1. Duran Duran – "Planet Earth"
2. Frankie Goes to Hollywood – "Welcome to the Pleasuredome"
3. Mary Jane Girls – "All Night Long"
4. The Cult – "Wild Flower"
5. Loose Ends – "Hangin' on a String (Contemplating)"
6. Rick James – "Ghetto Life"
7. Blondie - "Heart of Glass"
8. Simple Minds – "Don't You (Forget About Me)"
9. Martha and the Muffins – "Echo Beach"
10. The Buggles – "Video Killed the Radio Star"
11. A Flock of Seagulls – "I Ran (So Far Away)"
12. Belouis Some – "Imagination"
13. Shannon – "Let the Music Play"
14. David Bowie – "Modern Love"
15. Talk Talk – "It's My Life"
16. The Knack – "My Sharona"
17. Roxy Music – "Avalon"
18. Simple Minds - "Themes For Great Cities"
19. Orchestral Manoeuvres in the Dark – "Maid of Orleans"
20. Adam and the Ants – "Kings of the Wild Frontier"
21. Blondie – "Call Me"
22. Kim Carnes – "Bette Davis Eyes"

==Critical reception==
The Business was nominated for "Best Achievement in Production" at the 2005 British Independent Film Award, although it lost to Gypo.

Upon release, The Business received largely positive reviews from lads' mags, which shared a target demographic with the film.

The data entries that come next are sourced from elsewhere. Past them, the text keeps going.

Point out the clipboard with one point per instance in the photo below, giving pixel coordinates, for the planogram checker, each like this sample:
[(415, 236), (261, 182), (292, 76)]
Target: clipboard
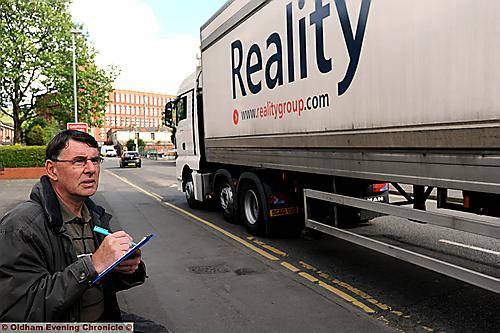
[(127, 254)]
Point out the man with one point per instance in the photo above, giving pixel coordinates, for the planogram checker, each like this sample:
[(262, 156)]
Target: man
[(49, 254)]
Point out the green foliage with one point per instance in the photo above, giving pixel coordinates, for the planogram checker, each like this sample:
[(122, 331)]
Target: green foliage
[(50, 131), (22, 157), (131, 145), (36, 65), (35, 136)]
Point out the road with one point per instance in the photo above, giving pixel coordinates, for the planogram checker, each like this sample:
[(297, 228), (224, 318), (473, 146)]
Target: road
[(403, 296), (206, 275)]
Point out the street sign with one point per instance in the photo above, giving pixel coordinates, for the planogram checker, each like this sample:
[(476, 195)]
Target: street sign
[(77, 126)]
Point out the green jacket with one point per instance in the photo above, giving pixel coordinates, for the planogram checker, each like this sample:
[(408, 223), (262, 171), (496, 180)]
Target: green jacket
[(41, 279)]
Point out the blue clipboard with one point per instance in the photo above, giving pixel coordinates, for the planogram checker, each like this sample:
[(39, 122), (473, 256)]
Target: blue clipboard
[(123, 257)]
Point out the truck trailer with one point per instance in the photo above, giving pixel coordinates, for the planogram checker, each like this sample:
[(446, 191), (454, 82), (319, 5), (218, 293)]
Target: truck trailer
[(306, 111)]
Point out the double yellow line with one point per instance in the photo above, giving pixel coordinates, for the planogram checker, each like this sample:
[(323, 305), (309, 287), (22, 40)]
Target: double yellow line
[(265, 254)]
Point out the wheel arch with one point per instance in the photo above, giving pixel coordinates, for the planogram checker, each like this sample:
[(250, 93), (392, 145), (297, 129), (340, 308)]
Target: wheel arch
[(252, 177)]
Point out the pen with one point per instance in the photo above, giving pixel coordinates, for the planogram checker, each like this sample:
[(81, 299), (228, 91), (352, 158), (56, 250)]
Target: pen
[(105, 232)]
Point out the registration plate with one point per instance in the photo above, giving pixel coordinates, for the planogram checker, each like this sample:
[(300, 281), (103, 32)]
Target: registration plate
[(283, 211), (376, 199)]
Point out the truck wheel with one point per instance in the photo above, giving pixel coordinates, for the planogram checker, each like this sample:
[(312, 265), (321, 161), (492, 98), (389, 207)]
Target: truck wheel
[(226, 197), (251, 209), (189, 192)]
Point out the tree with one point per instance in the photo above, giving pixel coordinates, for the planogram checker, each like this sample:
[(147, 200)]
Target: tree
[(35, 136), (36, 64), (131, 145)]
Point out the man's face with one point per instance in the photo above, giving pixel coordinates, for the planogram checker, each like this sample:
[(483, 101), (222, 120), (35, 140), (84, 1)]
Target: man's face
[(75, 180)]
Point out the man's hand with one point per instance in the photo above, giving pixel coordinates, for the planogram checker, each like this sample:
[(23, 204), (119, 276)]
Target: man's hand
[(130, 265), (111, 249)]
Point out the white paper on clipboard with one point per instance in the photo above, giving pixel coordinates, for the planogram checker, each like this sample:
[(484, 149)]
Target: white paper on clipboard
[(127, 254)]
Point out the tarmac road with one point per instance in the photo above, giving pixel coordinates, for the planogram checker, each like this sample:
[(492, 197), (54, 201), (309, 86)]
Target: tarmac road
[(403, 296), (211, 276)]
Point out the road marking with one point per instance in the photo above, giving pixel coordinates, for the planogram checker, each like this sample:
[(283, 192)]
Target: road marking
[(265, 254), (308, 277), (346, 297), (213, 226), (470, 247), (290, 267), (268, 247)]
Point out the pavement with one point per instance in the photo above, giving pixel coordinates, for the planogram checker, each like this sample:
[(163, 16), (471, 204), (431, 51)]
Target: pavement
[(201, 281)]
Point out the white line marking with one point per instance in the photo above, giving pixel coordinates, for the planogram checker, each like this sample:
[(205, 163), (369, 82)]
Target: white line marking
[(470, 247)]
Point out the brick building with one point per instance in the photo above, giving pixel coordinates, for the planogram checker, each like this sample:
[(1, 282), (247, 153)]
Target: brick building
[(6, 134), (130, 110)]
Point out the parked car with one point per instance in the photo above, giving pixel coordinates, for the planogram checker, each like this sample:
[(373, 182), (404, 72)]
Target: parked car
[(130, 158), (108, 151)]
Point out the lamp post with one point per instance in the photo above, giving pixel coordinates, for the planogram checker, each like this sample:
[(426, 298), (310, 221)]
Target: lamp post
[(75, 102)]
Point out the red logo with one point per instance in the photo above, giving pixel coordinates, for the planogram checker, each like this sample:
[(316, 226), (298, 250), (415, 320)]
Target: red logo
[(236, 116)]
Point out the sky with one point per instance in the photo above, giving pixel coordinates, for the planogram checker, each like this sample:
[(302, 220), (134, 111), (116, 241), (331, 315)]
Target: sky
[(154, 43)]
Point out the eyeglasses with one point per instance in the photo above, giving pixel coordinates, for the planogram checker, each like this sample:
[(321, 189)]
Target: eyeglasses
[(80, 162)]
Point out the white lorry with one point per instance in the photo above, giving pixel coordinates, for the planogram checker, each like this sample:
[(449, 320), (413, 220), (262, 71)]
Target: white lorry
[(307, 108)]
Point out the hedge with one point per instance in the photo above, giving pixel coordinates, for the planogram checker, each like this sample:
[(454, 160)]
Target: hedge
[(22, 157)]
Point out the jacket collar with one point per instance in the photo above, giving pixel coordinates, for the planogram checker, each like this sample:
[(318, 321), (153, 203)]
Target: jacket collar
[(44, 194)]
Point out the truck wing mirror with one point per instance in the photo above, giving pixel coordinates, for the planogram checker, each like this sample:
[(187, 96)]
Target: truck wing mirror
[(169, 108)]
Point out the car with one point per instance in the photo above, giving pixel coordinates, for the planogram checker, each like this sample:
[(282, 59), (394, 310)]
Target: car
[(130, 158), (108, 151)]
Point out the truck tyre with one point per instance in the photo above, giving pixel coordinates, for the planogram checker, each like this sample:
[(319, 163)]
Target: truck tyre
[(225, 198), (189, 192), (250, 208)]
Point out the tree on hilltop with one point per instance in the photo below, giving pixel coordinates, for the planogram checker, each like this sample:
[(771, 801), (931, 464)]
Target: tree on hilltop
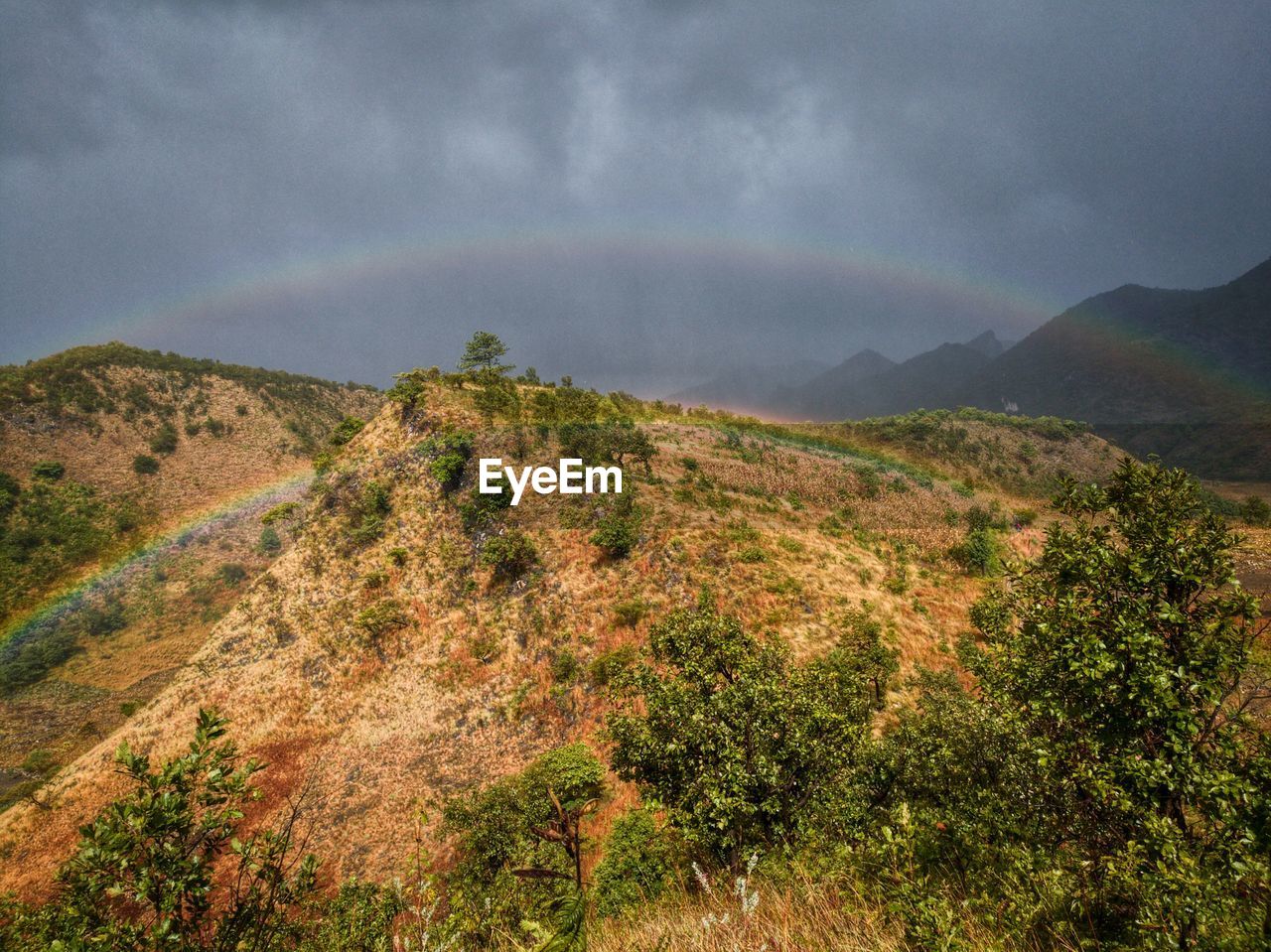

Front Magazine said the film has "more guns than Goodfellas, more coke than Casino and more swearing than Scarface"; Nuts magazine said that the film is "the coolest British film since Layer Cake". Zoo magazine said "this film will actually make you think that the '80s were cool. Another top job by the director of The Football Factory"; What's on TV said "A rush of '80s mood, fashion and music and nailbiting climax are the icing on a brilliant crime cake". In other outlets, critical reception to the film was mixed to negative. The Business currently has a 57% critics approval rating on aggregate ratings site Rotten Tomatoes based on seven reviews.